I have debated about writing about this for a little bit now for fear of having rotten vegetables thrown at me, but...
Other than the initial excitement about getting a positive pregnancy test, and of course finding out that it's twins, I have not been excited about this pregnancy at all. Shame on me, I know. I mean seriously, how many years have I been trying for this. How much time, money and tears have been spent. Believe me, it's not that I'm not grateful for getting here, and up until recently I had no idea why I was feeling this way. I have discovered though, it is fear. I am so scared about bringing two little helpless babies into this world. Not only sustaining them and growing them through the next 6-7 months, but what about the time after they're born? What about the next 18 years? If having one baby isn't scary enough, we will have two.
Financially as it is right now, things are tight. We bought a house three years ago with a ridiculously high interest rate. I looked into refinancing, but for different reasons, we aren't able to lower our payment. This will no do. We have to do something. We need to move. I can't imagine us surviving the way things are now, much less with two little babies to take care of. Of course Hubby "doesn't want to think about it right now", but sorry bub...we ain't got much time.
I think I'm just a little stressed about the future. I'm the type of person who like to have things all planned out and squared away. I can't plan anything. I can't plan my time off work because who knows when these two munchkins will arrive. I can't plan the nursery, because I doubt we will be in this house. I can't plan an a place to move, because who knows when we'll sell - or if.
I know this is supposed to be a joyous time in my life. I'm supposed to be enjoying being pregnant and planning for our future, but I just can't. I get a sick feeling everytime I get an email from b.aby.cen.ter with how I'm progressing this week. Time is going really fast.
I find myself faking joy everyday when I'm bombarded by coworkers asking how I'm feeling and telling me how excited they are for me and are they boys are girls, what do we want to name them, etc. I just can't get into it. Even Hubby is more excited than I am, and he's usually the one who stresses about things to come. I just feel like such an asshole. I don't want to complain. I feel like I'm taking this for granted, but right now, it seems like more of a burden than anything.
I'm sorry, I know it's horrible, but it's how I feel. Maybe my hormones will shift again and in a week or so things will change.
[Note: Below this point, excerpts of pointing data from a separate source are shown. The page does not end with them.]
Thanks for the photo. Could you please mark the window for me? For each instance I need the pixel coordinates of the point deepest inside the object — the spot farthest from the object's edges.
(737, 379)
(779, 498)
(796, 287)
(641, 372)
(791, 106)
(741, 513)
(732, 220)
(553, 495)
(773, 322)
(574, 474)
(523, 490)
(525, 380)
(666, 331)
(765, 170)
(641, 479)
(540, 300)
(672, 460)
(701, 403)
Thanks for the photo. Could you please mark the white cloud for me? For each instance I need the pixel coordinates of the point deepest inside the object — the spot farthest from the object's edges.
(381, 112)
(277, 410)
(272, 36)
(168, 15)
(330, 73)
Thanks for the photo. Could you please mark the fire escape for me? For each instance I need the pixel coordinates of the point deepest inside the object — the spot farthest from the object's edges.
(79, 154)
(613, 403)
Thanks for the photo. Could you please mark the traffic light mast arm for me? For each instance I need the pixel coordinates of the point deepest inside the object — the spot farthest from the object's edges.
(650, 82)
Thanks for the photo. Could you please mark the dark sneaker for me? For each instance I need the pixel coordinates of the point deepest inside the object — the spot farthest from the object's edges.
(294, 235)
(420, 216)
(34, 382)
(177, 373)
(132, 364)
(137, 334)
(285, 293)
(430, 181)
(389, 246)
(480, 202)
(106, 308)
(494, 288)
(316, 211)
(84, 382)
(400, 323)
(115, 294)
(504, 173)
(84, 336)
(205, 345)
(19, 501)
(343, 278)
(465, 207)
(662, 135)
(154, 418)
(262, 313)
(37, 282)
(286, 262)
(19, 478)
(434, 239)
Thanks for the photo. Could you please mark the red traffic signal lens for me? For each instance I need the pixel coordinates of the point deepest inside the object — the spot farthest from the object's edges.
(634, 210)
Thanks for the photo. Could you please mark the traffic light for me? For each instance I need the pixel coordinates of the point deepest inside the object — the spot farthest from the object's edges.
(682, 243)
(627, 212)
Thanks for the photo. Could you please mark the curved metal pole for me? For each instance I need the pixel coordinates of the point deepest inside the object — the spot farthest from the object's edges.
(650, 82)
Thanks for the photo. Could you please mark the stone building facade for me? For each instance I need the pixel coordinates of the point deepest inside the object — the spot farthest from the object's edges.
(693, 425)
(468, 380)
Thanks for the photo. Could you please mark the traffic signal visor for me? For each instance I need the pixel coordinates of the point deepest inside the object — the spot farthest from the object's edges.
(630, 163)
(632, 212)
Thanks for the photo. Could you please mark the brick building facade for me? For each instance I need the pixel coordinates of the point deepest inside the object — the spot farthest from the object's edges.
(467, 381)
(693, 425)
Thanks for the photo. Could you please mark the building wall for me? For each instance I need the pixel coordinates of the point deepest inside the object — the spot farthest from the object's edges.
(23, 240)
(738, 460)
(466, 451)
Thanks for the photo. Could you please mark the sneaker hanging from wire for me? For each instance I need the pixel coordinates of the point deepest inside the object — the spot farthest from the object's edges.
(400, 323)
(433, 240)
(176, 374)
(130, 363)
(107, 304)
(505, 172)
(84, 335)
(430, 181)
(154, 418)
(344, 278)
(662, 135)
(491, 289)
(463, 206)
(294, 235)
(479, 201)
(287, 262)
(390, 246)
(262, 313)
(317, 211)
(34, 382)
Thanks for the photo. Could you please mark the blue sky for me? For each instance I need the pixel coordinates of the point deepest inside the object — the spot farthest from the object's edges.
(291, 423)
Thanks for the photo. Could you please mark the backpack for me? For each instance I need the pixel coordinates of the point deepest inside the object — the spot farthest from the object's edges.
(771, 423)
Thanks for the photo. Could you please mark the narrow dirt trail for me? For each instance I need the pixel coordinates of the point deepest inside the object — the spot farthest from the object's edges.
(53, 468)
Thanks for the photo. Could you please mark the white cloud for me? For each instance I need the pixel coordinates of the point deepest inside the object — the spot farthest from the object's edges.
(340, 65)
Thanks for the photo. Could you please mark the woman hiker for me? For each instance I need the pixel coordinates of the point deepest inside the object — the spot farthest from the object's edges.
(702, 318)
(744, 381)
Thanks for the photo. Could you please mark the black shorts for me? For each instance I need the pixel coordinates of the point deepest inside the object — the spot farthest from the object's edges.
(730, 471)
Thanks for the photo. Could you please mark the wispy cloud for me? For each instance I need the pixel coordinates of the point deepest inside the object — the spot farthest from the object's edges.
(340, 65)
Please hold on your your heads of lettuce and tomatoes, I feel bad enough already.
4 comments:
I think your fears are all normal. Of course you are over the moon happy about being pregnant, but then the fears creep in and you wonder about how it's all going to work out.
Have faith and the Lord will make it all work out. It may not be easy, but it will be worth it.
No rotten produce here.
I think I felt a similar shock when it actually worked. Unfortunately the realities of pregnancy and having a family are a lot scarier after the BFP. Find a way to get comfortable with your financial situation and try to plan out how you will afford things now, b/c you're right, you won't have a lot of time.
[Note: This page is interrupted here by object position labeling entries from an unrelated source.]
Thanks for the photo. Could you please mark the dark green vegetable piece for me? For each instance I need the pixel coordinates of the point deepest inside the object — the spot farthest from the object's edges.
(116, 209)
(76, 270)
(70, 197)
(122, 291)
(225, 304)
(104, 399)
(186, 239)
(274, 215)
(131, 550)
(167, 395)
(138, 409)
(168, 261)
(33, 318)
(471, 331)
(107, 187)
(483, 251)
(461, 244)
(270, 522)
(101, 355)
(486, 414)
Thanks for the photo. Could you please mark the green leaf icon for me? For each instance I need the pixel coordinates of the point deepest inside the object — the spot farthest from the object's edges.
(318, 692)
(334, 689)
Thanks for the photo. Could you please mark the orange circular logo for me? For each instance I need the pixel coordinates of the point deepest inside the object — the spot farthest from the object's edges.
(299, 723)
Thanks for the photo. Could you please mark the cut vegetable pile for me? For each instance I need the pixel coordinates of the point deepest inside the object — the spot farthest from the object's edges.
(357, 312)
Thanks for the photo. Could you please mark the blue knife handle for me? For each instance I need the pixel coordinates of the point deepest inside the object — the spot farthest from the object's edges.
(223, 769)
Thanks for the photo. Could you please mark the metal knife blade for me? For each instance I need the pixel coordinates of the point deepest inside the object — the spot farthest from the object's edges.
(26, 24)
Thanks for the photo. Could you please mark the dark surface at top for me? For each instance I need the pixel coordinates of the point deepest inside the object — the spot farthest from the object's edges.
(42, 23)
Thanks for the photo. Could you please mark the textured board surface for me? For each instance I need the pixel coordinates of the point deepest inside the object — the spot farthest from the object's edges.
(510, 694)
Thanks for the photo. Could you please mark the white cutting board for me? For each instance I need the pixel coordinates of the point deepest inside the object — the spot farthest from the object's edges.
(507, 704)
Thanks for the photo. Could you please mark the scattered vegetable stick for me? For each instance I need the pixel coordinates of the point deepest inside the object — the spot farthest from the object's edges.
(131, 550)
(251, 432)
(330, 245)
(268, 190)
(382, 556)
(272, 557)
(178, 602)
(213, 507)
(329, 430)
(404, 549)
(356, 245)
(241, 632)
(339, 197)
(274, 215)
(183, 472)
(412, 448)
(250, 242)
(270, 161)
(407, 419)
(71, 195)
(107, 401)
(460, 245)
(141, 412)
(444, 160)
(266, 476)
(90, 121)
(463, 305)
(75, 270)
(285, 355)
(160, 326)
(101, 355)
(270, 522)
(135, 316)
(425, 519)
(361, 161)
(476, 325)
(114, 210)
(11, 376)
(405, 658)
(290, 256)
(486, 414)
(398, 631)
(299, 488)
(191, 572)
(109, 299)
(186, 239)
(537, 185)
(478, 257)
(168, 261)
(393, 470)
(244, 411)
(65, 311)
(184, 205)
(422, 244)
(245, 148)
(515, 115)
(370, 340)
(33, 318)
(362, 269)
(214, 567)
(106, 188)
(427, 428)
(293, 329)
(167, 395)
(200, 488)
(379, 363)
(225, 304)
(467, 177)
I hate to say this, but if your house payment isn't sustainable with the babies, maybe you could sell and rent cheaper? Obviously not a desirable solution, but it might be an option.
Good luck, I know that you will work through your anxieties. Write down your solutions and a few months from now when you are worried again, revisit what you have resolved to do (I find I forget that we already figured something and start freaking again on some issues).
I do have some old celery, but I can assure you it will remain in the drawer...
I can't imagine how stressful it is to be pregnant with twins and facing a housing struggle. We are praying for twins, and we also bought at a super high price, but by the grace of God, we have moved to a lower cost of living area and are renting our other house until we can sell it for what we bought it for!! I will pray for your housing situation to be worked out soon!! God bless your little ones :)
These are all very normal and understandable feelings. If you can sell your house without taking a loss, I think it would be worth the short term stress of moving so that you will not be financially stressed in the long term. It wouldn't hurt to just talk with a real estate agent to discuss you options. Good luck!